NaNoWriMo is a huge part of my life. Historically it’s important. Winning my first NaNo honestly changed my life. It showed me that I could write a novel, it infused me with confidence about my writing (which is odd because that novel was freaking terrible) and it was the beginning of NaNoLJers. It lead, directly or otherwise, to my leaving my former job and really making writing more than a hobby.
I’ve done NaNo every year since 2003, I’ve won every year since 2005. There is no challenge in it for me anymore.
I could just try for more words, but despite the whole quantity over quality thing, simply writing more for the sake of writing more doesn’t make sense to me. As it is I keep writing until the story is over, I don’t just stop at 50,000 but intentionally padding it wouldn’t really make NaNo more challenging, it would just make it take more time.
A couple years ago Danica did NaNo. That helped me stay engaged. I got one of her friends involved as well and saw it as my sub-mission to help herd the two of them toward the finish line. It worked. I wrote my 50k and helped Dani and her friend reach their goals through write-ins, pretzels and encouragement.

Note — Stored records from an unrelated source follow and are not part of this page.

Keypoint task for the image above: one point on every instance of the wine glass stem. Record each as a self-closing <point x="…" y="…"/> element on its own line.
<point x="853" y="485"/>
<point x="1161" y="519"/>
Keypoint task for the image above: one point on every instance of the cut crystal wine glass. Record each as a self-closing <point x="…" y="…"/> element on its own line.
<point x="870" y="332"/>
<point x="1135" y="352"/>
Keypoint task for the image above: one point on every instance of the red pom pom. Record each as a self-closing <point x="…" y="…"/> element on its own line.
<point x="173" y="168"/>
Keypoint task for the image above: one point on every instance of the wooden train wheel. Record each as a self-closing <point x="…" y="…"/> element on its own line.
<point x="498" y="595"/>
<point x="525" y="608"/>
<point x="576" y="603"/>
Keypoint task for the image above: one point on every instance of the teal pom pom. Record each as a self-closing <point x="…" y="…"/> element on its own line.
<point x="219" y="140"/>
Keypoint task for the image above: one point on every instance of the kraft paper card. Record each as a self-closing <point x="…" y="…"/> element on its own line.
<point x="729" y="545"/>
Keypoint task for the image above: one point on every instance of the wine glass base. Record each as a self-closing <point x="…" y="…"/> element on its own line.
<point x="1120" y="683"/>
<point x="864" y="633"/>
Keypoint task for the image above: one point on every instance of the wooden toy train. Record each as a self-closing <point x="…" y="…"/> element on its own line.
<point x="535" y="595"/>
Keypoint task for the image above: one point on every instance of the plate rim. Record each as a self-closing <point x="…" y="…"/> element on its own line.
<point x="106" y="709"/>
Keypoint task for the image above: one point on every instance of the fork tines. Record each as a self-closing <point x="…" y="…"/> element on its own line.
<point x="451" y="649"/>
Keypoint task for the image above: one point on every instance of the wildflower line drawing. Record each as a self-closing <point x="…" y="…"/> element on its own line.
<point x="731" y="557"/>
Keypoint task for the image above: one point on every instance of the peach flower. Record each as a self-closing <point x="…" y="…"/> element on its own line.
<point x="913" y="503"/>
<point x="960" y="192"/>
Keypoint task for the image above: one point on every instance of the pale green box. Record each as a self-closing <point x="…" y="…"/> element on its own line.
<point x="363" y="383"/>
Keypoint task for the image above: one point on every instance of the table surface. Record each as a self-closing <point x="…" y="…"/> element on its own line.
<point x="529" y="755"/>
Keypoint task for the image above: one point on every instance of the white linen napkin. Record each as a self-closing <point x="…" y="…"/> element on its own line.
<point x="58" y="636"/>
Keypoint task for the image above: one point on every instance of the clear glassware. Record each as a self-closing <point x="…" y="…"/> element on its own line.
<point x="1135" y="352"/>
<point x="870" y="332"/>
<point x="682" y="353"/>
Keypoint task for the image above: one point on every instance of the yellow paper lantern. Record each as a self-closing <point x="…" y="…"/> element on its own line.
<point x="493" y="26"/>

The next year (last year) we created teams on NaNoLJers and I used that as my motivating factor — I wanted to win NaNo and lead my team to winning the NaNoLJers cup. It worked. I was engaged with the process, I finished my novel and helped my team win the cup. Yay!
This year… this year I don’t have any external motivation and I’m not feeling it. I’m detached. Danica is doing NaNo again, and we have teams on NaNoLJers. It’s my intention to help motivate both my child and my team toward victory, and of course I’ll write my 50,000 words (at least), but I’m very lethargic about it. I wish I were impatient for the month to start, or excited, or hell, even nervous, but really… mostly I’m bored.
And that sucks.
Especially since I talked the teacher I volunteer with into doing NaNoWriMo in her classroom this year.
Hopefully I’ll find some motivation somewhere, some driving force that will infuse me with some enthusiasm. The grade twos, maybe. If I don’t I’ll still do NaNo, I’ll still write 50,000 words (or more) on See The Sky Again, and I’ll still win, but it would sure be nice to enjoy it while I’m doing it.
How about you? Are you doing NaNoWriMo? Are you excited about it? What are your goals?